Many other applications continue to be evaluated in ophthalmology, including post-operative care and monitoring of stable eye conditions, such as thyroid eye disease and diabetic retinopathy.
Reassurance and communication with patients who have chronic diseases, such as dry AMD or diabetic macular edema (DME), may be enhanced with home-monitoring of patient symptoms. Examples include the Alleye application (Oculocare Ltd), which enables monitoring of visual distortion on a mobile device and mobile phone-based, digitized patient reported outcome measure (PROMs) – both of which permit ophthalmologists to remotely monitor patients on a granular level; we should know how patients are faring daily between hospital appointments.
“Why are you ringing me?”
We live in an age of instant messaging, and yet clinically we still rely on phones, emails and pagers. A move to instant messaging apps allows easier team-based communication, which makes patient handover more robust – especially when individual team members unexpectedly have to go into isolation. Most of these apps allow photography within the app, and low-cost smartphone slit-lamp adapters (many telescope adapters cost less than $30) will allow clinical images to be taken using the clinicians’ own device, and sent for an instant specialist review. This technology provides a “rough-and-ready” store-and-forward solution at a time when certain critical skill sets might be physically unavailable.
Can’t go paperless? Go paperlite!
When it becomes impossible to access a set of paper records, even the briefest digital descriptor of clinical history (for example, scanned PDFs of letters) may facilitate management. Communication failure is a known key factor in patient harm. If clinicians are able to access electronic medical records via remote connections, eye clinics may still carry on albeit via telemedicine.
6. Systems developed in a crisis might persist
During a crisis, such as the current COVID-19 outbreak, it is inevitable that hospitals will rush to implement remote management systems that allow them to provide some care to patients unable or unwilling to come to hospital. We are already seeing some relaxation of the usual governance requirements in the UK, where NHSX (a unit responsible for implementing digital technologies to health and social care in the UK) has indicated that clinical need can outweigh usual standards of best practice.

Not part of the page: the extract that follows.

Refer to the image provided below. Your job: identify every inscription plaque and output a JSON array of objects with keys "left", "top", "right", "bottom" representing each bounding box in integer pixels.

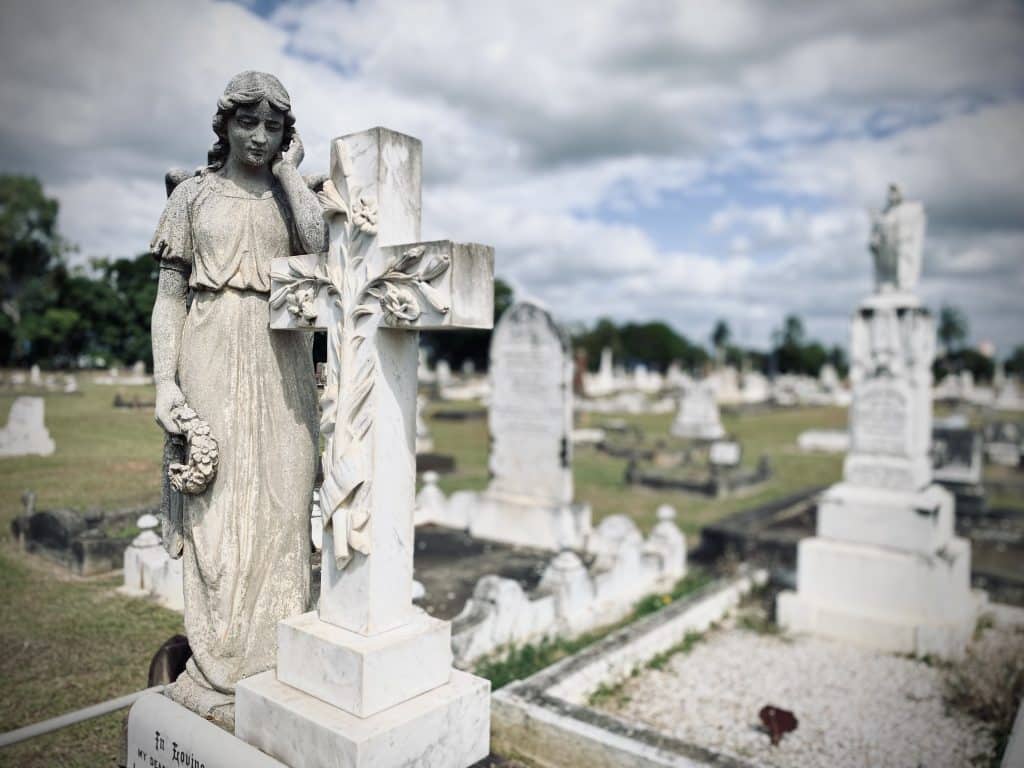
[
  {"left": 126, "top": 693, "right": 287, "bottom": 768},
  {"left": 852, "top": 386, "right": 909, "bottom": 456}
]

Importantly, the Information Commissioner in the UK “has assured NHSX that she cannot envisage a situation where she would take action against a health and care professional clearly trying to deliver care.” As the crisis passes, however, we are likely to see many of the systems set up to meet short-term need, morphing into long-term solutions.
These new systems should be subject to constant scrutiny to ensure that they develop towards offerings that meet the standards expected during normal times. In this way, the current crisis could transform our healthcare systems towards the remote delivery of care upon which so many national strategies rely.